Morgen, morgen, morgen? XXX am Rhein. Suche fieberhaft nach einer anderen Lösung und melde mich dann sofort.

Morgen gibt es erst mal viele Vorbereitungen zu machen. Immer schön ruhig dabei bleiben. Hauptsache, das Wetter spielt mit, es gibt keinen Unfall, keinen Müll und viele nette Menschen. Vorfreude galore!

Tag 18 – WP Acht

Ein nahezu perfekter Aufbau

Ach, von wegen XXX, nicht wahr?

Claudi und Andi haben Besuch aus  Berlin: Torben. Ich treffe mich mit ihm Samstag Nachmittags und er begleitet mich zu Rad ab, um dort wegen des Gepäckträgers nachzufragen. Alles sehr unerfreulich und ich will es auf eine Aussage reduzieren: es geht nicht mehr. Am Montag suche ich nach einer neuen Werkstatt.

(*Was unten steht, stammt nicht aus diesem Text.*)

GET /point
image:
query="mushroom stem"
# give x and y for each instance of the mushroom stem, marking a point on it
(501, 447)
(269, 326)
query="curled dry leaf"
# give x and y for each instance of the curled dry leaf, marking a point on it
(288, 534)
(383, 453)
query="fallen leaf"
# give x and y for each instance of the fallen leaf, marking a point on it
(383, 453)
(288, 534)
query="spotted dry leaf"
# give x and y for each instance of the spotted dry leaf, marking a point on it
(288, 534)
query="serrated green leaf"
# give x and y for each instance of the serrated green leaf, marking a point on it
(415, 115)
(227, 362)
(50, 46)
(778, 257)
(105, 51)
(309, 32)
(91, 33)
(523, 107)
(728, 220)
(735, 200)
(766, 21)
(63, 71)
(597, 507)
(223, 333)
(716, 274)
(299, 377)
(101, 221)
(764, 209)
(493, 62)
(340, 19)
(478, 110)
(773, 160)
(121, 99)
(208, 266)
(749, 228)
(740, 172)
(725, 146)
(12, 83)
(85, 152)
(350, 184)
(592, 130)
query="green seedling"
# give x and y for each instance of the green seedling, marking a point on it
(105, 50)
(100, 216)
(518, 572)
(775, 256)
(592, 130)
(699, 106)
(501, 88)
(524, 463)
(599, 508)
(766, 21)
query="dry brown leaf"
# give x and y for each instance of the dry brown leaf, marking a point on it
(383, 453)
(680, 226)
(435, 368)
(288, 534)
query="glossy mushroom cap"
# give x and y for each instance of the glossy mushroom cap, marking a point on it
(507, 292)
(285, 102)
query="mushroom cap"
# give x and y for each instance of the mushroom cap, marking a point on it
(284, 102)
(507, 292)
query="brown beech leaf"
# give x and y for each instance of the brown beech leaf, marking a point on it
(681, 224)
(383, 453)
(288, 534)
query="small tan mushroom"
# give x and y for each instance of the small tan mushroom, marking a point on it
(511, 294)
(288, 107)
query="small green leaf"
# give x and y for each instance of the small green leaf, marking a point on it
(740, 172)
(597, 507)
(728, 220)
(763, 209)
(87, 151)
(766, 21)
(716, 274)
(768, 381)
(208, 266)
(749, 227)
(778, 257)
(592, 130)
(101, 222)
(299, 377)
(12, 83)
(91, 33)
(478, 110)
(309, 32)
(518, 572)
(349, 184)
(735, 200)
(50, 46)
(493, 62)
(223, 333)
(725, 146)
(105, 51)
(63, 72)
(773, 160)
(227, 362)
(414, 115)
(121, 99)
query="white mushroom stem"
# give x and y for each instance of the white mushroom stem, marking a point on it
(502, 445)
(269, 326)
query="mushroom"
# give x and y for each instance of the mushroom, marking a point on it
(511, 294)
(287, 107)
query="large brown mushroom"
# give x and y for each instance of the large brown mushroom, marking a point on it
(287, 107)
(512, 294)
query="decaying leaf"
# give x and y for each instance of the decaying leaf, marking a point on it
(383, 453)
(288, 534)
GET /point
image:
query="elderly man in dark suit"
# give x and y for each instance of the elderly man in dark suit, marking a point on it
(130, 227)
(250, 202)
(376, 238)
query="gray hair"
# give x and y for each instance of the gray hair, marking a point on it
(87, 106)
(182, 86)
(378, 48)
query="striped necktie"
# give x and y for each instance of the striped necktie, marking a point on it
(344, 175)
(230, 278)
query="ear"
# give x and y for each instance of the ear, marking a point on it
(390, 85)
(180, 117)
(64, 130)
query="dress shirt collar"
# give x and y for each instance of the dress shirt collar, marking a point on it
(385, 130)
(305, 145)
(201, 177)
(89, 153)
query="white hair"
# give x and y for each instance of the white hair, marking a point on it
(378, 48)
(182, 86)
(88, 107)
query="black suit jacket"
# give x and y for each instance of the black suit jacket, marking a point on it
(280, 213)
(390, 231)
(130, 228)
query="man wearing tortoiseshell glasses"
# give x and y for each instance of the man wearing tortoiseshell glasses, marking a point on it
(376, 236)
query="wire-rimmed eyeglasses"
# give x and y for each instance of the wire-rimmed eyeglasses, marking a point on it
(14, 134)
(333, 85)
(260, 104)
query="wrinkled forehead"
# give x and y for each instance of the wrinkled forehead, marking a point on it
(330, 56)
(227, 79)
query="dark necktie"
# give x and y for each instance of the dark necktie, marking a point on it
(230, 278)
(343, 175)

Torben und ich lassen uns durch das bullenheiße Bilk treiben und plaudern dabei über Götter und Welten. Gegen 17:00 trennen wir uns, ich springe bei Armin zur gemeinsamen Abendmeditation vorbei, um dann zu Hause nochmal kalt zu duschen, alles für den Abend im WP8 bereit zu stellen und in den Anzug zu hüpfen. Die Budapester genannten Schuhe, die ich vor 20 Jahren einst kaufte und lange nicht trug, sind seit dem Ellington bequem. Ich ziehe sie an und fühle mich… standhaft. Irgendwie haben die Absätze einen hervorragenden Stand.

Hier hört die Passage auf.